De acordo com o advogado, o problema estava no divisor utilizado pela administração pública. Em vez de considerar a quantidade real de horas contratadas, o Município aplicava um número superior, o que resultava na redução do valor pago aos servidores. Como exemplo, profissionais com jornada de 200 horas mensais tinham suas horas extras calculadas com base em 220 horas, enquanto aqueles com carga de 150 horas eram enquadrados em um divisor de 180 horas.

A prática, segundo o sindicato, gerava prejuízos mensais aos trabalhadores, que recebiam valores inferiores aos devidos. Após o ajuizamento das ações, a Prefeitura passou a corrigir espontaneamente o cálculo, adotando os divisores adequados e garantindo o pagamento correto das horas extras.

Apesar do avanço, a correção passou a valer apenas para os pagamentos futuros. Os valores retroativos, referentes aos últimos cinco anos, não serão pagos automaticamente pela administração municipal.

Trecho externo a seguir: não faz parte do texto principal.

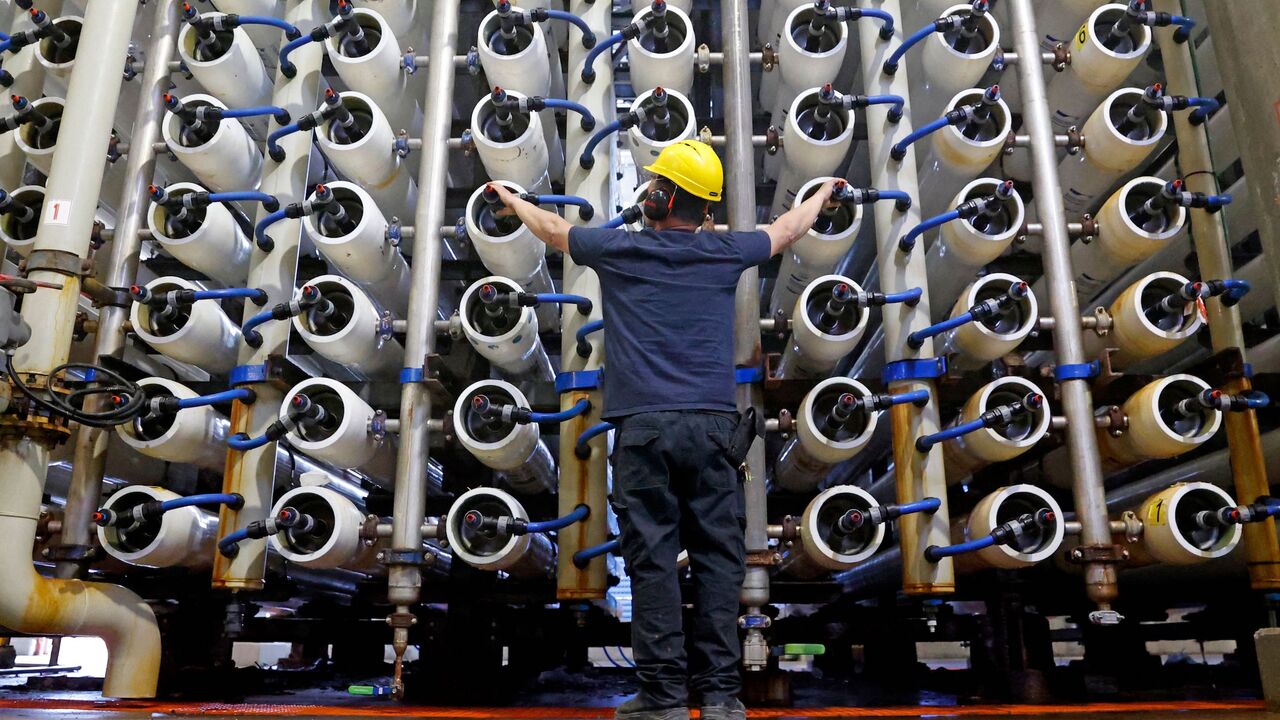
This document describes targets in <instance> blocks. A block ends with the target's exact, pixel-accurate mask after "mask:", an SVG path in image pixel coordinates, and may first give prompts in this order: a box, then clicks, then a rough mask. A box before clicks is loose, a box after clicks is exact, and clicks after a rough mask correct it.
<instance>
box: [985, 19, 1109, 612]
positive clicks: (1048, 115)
mask: <svg viewBox="0 0 1280 720" xmlns="http://www.w3.org/2000/svg"><path fill="white" fill-rule="evenodd" d="M1009 5H1010V13H1011V17H1012V31H1014V49H1015V50H1016V51H1018V53H1019V58H1025V59H1027V60H1024V61H1020V63H1018V82H1019V86H1020V88H1021V95H1023V120H1024V123H1025V128H1027V132H1028V133H1029V135H1030V138H1032V147H1030V150H1032V164H1033V169H1034V186H1036V208H1037V209H1038V210H1039V218H1041V223H1042V224H1043V227H1044V231H1043V243H1044V249H1043V254H1042V259H1043V263H1044V284H1046V287H1047V288H1048V302H1050V310H1051V311H1052V313H1053V347H1055V350H1056V352H1057V363H1059V365H1076V364H1082V363H1084V360H1085V357H1084V337H1083V332H1082V329H1080V307H1079V304H1078V301H1076V297H1075V283H1074V282H1073V278H1074V277H1075V275H1074V273H1073V270H1071V256H1070V237H1069V236H1068V233H1066V211H1065V209H1064V208H1062V188H1061V184H1060V183H1059V179H1057V156H1056V152H1055V147H1053V127H1052V124H1051V120H1050V113H1048V101H1047V99H1046V95H1044V68H1043V65H1041V63H1037V61H1034V60H1036V59H1037V58H1039V37H1038V36H1037V32H1036V19H1034V17H1033V15H1032V3H1030V0H1010V4H1009ZM1059 392H1060V393H1061V397H1062V400H1061V402H1062V413H1064V414H1065V415H1066V420H1068V427H1066V447H1068V454H1069V456H1070V460H1071V475H1073V479H1071V496H1073V497H1074V500H1075V516H1076V518H1078V519H1079V520H1080V523H1082V525H1083V532H1082V533H1080V543H1082V544H1083V546H1085V547H1110V546H1111V528H1110V524H1108V521H1107V505H1106V488H1105V487H1103V486H1102V461H1101V460H1100V457H1098V439H1097V436H1096V429H1094V427H1093V393H1092V391H1091V389H1089V380H1088V379H1083V378H1080V379H1065V380H1061V382H1060V383H1059ZM1084 577H1085V580H1084V582H1085V588H1087V591H1088V594H1089V600H1092V601H1093V602H1096V603H1097V606H1098V609H1100V610H1110V603H1111V601H1112V600H1115V597H1116V592H1117V588H1116V569H1115V566H1114V565H1112V564H1110V562H1098V561H1092V562H1087V564H1085V566H1084ZM1096 618H1098V619H1107V618H1108V616H1096Z"/></svg>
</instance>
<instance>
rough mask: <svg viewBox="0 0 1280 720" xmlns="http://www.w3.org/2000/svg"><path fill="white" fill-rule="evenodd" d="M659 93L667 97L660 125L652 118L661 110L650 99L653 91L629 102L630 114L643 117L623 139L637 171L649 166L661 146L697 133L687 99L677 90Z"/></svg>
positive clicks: (632, 127) (653, 92) (669, 90)
mask: <svg viewBox="0 0 1280 720" xmlns="http://www.w3.org/2000/svg"><path fill="white" fill-rule="evenodd" d="M663 90H664V91H666V97H667V99H666V120H667V122H666V123H664V124H659V123H658V122H654V117H655V115H657V114H660V111H662V109H660V108H658V104H657V100H655V99H654V92H655V91H653V90H646V91H644V92H643V94H640V96H639V97H636V99H635V100H634V101H632V102H631V111H639V113H644V115H645V119H644V120H641V122H640V123H637V124H635V126H632V127H631V128H630V129H627V131H626V135H625V136H623V137H625V138H626V143H627V150H630V151H631V159H632V161H634V163H635V164H636V167H637V168H643V167H645V165H648V164H650V163H653V161H654V160H655V159H657V158H658V154H659V152H662V149H663V147H666V146H668V145H672V143H676V142H680V141H681V140H691V138H692V137H694V133H695V132H698V128H696V127H694V126H695V123H696V118H695V117H694V104H692V102H690V101H689V97H686V96H685V95H684V94H681V92H680V91H677V90H669V91H668V90H666V88H663Z"/></svg>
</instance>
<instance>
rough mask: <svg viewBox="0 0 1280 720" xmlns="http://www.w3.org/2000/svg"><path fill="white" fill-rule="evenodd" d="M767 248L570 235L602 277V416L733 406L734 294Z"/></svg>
mask: <svg viewBox="0 0 1280 720" xmlns="http://www.w3.org/2000/svg"><path fill="white" fill-rule="evenodd" d="M769 249H771V247H769V236H768V234H767V233H764V232H759V231H758V232H741V233H718V232H707V231H700V232H691V231H684V229H668V231H655V229H652V228H645V229H643V231H640V232H630V231H626V229H608V228H582V227H575V228H573V229H571V231H570V233H568V251H570V256H571V258H573V261H575V263H577V264H579V265H586V266H588V268H591V269H594V270H595V272H596V274H598V275H599V277H600V293H602V296H603V300H604V379H603V389H604V414H603V416H604V418H605V419H617V418H623V416H626V415H634V414H636V413H653V411H658V410H716V411H730V413H732V411H733V410H736V409H737V407H736V404H735V397H733V396H735V393H733V296H735V291H736V288H737V279H739V275H741V274H742V270H745V269H748V268H750V266H753V265H759V264H760V263H764V261H765V260H768V259H769Z"/></svg>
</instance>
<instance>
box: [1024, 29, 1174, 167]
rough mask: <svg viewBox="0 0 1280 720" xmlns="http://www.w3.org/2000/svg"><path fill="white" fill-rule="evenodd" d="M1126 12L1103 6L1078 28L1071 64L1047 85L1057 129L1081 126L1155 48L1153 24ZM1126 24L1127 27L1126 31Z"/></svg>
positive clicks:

Diante disso, o SINDTABOÃO orienta que os servidores que atuaram nesse período e foram prejudicados busquem o sindicato ou um advogado de confiança para ingressar com ação judicial e reivindicar as diferenças devidas. O prazo para solicitação é de até cinco anos, e quanto antes o servidor tomar providências, maior poderá ser o valor a receber.

Segundo o advogado, as medidas adotadas têm como principal objetivo assegurar o cumprimento da legislação e garantir a valorização dos servidores públicos, que não devem ser penalizados por falhas administrativas.